While hampered by budget limitations, “The Last Request” embraces its indie spirit by delivering unique and thought provoking horror.

The Last Request (2019) is a low budget-horror film starring Ryan Vania and Dallas Ryan, who also both wrote and produced the film. It’s a story about two brothers, Michael (Vania) and John (Ryan) who wake up in a strange house with no recollection of how they got there. Soon, they find letters telling them, if Michael wants his daughter back, they will have to do what each letter says. Each letter becomes more sadistic along the way.

As a result of The Last Request‘s very limited budget, nothing is actually shown. Instead, everything is implied. This reduces the impact of the actual horror, but we still get an interesting take on the events.

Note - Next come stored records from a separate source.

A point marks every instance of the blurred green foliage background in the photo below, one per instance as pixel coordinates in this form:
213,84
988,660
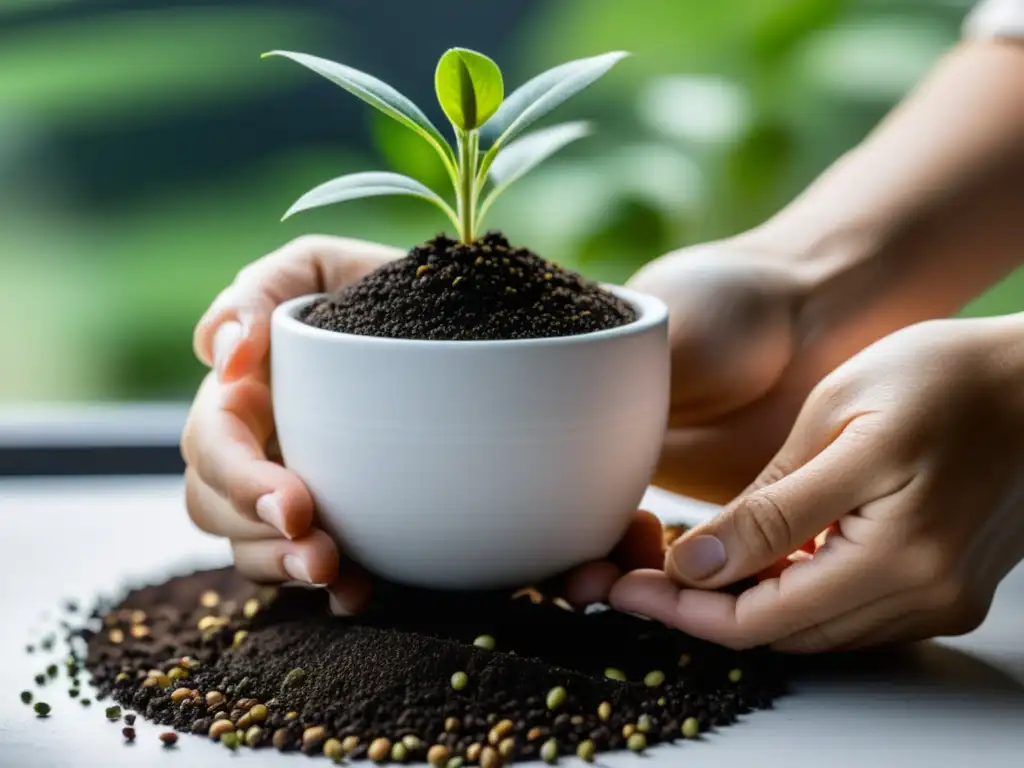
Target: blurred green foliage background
146,153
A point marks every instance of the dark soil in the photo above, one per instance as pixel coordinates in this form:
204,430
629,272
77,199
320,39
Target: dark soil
488,290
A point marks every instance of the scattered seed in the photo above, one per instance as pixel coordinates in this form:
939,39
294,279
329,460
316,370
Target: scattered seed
379,751
653,679
556,697
549,751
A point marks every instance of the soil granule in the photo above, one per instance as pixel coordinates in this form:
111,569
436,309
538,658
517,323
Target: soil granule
444,290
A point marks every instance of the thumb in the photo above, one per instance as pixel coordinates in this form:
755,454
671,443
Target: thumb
796,497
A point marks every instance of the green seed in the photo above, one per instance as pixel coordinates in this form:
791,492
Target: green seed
549,752
586,751
556,697
484,641
637,742
653,679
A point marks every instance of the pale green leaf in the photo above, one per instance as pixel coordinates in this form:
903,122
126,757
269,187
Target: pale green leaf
367,184
537,97
469,87
525,154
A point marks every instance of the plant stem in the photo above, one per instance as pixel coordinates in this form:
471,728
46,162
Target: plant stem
469,142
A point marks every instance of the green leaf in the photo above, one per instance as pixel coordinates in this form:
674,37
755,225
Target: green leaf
469,87
525,154
367,184
376,93
537,97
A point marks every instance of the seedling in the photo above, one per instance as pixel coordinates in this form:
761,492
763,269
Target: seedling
471,93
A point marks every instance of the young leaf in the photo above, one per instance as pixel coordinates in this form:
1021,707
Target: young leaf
469,87
376,93
525,154
368,184
537,97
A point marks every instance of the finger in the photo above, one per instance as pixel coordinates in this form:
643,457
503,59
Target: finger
798,496
224,440
309,264
312,559
805,594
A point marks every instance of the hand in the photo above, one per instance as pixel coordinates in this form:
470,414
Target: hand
908,457
235,482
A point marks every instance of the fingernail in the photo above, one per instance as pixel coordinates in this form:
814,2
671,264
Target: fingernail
296,568
699,557
269,510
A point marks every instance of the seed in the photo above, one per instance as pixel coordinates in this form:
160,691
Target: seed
220,727
180,694
295,677
653,679
500,731
313,736
556,697
637,742
379,750
437,756
484,641
549,751
489,758
586,751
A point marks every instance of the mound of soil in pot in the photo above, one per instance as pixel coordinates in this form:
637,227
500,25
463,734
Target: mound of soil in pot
487,290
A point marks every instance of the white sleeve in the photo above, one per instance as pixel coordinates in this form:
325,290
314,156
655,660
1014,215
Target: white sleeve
995,18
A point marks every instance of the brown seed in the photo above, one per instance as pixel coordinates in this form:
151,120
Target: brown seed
180,694
489,758
437,756
379,750
220,727
313,736
500,731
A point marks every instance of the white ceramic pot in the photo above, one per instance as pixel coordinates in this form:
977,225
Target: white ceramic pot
472,464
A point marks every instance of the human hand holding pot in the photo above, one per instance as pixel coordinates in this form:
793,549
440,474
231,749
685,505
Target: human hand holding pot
236,484
908,458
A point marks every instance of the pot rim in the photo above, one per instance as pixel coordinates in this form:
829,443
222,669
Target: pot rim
650,312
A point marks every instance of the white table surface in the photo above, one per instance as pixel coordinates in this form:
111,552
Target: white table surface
952,702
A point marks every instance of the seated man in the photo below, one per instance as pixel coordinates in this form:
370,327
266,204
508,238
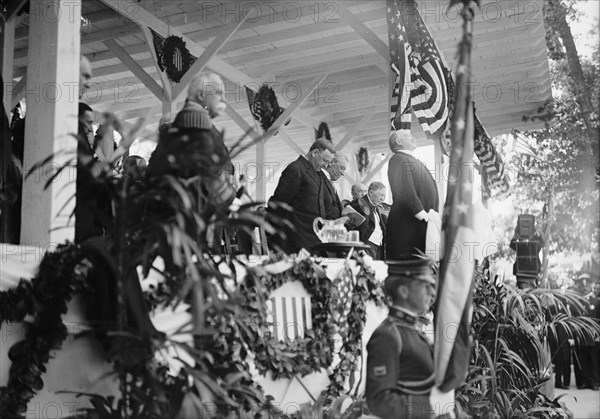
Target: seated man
372,229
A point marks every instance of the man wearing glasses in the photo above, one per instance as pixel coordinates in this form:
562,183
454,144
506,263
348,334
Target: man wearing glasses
372,230
302,188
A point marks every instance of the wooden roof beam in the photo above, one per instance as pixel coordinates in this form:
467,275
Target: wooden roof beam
166,83
12,8
143,17
377,168
362,29
307,90
246,127
350,134
135,68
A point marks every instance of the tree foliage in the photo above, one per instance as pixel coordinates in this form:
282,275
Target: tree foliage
565,167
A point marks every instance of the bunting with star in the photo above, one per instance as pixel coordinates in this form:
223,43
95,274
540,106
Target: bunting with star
455,290
421,77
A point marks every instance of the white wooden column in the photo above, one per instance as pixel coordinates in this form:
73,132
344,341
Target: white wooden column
440,174
261,182
52,100
8,49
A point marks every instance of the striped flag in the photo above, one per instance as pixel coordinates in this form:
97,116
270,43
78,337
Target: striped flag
421,76
454,302
400,50
522,146
289,317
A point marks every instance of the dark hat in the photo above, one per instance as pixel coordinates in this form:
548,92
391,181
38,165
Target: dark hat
404,271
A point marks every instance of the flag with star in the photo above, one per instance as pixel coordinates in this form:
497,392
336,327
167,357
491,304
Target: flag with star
421,77
400,50
455,295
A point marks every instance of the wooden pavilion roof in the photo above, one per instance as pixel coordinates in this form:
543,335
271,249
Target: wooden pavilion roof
293,44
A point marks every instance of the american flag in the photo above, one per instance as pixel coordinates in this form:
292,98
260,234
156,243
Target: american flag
400,50
454,303
289,317
420,75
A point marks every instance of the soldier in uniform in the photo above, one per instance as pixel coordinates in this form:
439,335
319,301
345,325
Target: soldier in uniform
400,367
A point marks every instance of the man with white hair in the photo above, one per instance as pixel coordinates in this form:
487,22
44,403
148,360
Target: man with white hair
205,102
85,75
358,190
414,194
332,173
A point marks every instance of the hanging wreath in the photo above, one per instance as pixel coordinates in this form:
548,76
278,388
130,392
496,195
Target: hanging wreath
323,132
61,274
264,106
362,159
311,353
176,58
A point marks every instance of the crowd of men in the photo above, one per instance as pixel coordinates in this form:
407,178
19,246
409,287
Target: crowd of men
306,186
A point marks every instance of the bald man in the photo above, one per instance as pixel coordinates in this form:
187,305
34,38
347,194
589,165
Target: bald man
414,194
358,191
333,173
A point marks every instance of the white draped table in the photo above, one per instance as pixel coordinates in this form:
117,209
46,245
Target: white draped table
80,365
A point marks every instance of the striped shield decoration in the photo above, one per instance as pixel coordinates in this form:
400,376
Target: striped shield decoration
289,317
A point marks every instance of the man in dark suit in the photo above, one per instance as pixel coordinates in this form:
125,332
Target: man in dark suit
331,174
400,362
372,231
414,194
302,188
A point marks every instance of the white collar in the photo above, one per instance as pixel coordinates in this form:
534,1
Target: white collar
407,311
327,175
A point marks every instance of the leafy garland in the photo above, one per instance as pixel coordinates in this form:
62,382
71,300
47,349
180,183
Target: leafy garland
61,274
285,359
366,288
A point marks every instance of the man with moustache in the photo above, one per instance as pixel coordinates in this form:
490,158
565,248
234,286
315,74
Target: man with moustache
302,189
331,174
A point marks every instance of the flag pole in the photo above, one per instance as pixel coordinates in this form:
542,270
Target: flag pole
454,305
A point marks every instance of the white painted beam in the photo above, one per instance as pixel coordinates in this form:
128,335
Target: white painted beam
210,52
135,68
143,17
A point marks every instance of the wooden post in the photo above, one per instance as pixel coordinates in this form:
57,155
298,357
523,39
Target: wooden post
8,49
439,175
167,105
52,101
261,182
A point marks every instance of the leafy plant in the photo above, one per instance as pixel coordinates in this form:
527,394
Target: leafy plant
511,360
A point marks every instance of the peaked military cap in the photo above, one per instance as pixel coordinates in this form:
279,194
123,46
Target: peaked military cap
404,271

At first look, this may feel like a film you’ve seen a million times before, including every film in the popular Saw series. Because of the familiarity, it’s easy to dismiss it as dull and unimaginative.

Upon closer inspection, however, this film does take on its own unique identity. 

It has an arthouse cinema quality in the way it tells the story through flashbacks of potential victims from John’s past. This keeps things interesting, while successfully creating a rather creepy vibe.

John constantly sees fire in his mind, which reflects how truly morbid and disturbed he really is. I first found Dallas Ryan’s portrayal to feel standoffish and distant. But after watching the film a second time, I think it effectively shows the way he begins to lose his cool as he finds himself, for the first time, on the other side of terror. He’s no longer the perpetrator but the victim. In this context, I think Ryan’s performance serves the character.

Ryan Vania plays Michael to a tee. He’s perfect as the spineless wimp attempting to atone for everything he’s done in his life.

Watching The Last Request for a second time, it was much easier to fully appreciate the film’s deeper themes, which were easily missed during the first viewing. 

As the characters state in the film, “It’s an evil world, and you can either bring out the light into it or get swept away by it.” This is indeed an interesting concept. The film asks us to consider what happens if we don’t show mercy to our fellow man. Does our inability to do so result in us giving into the evil within our hearts and within the world?

The film explores this concept in an interesting way by disrupting our expectations of good and evil and asking us, along with the characters, to consider whether there is and should be a limit to our capacity for mercy and forgiveness.

Another interesting choice was the way John and Michael’s father was shown in a blue-like world throughout the film. At first, I didn’t connect with the reasoning for this. However, on my second watch, I began to understand the deeper symbolism — and the way blue was used to reflect the changing tide and the otherworldly aspect of the film.

Unfortunately, while viewing the film a second time deepened my appreciation for it in many ways, it also made all the mistakes and goofs much more glaring. But for a film with such a low budget, I am willing to make a lot of allowances for these types of issues. Although, mistakes like this can take a viewer out of the film.

In the end, The Last Request has many faults, but it’s a film that has done something different and should be commended for that. You can currently find it streaming for free on Amazon Prime.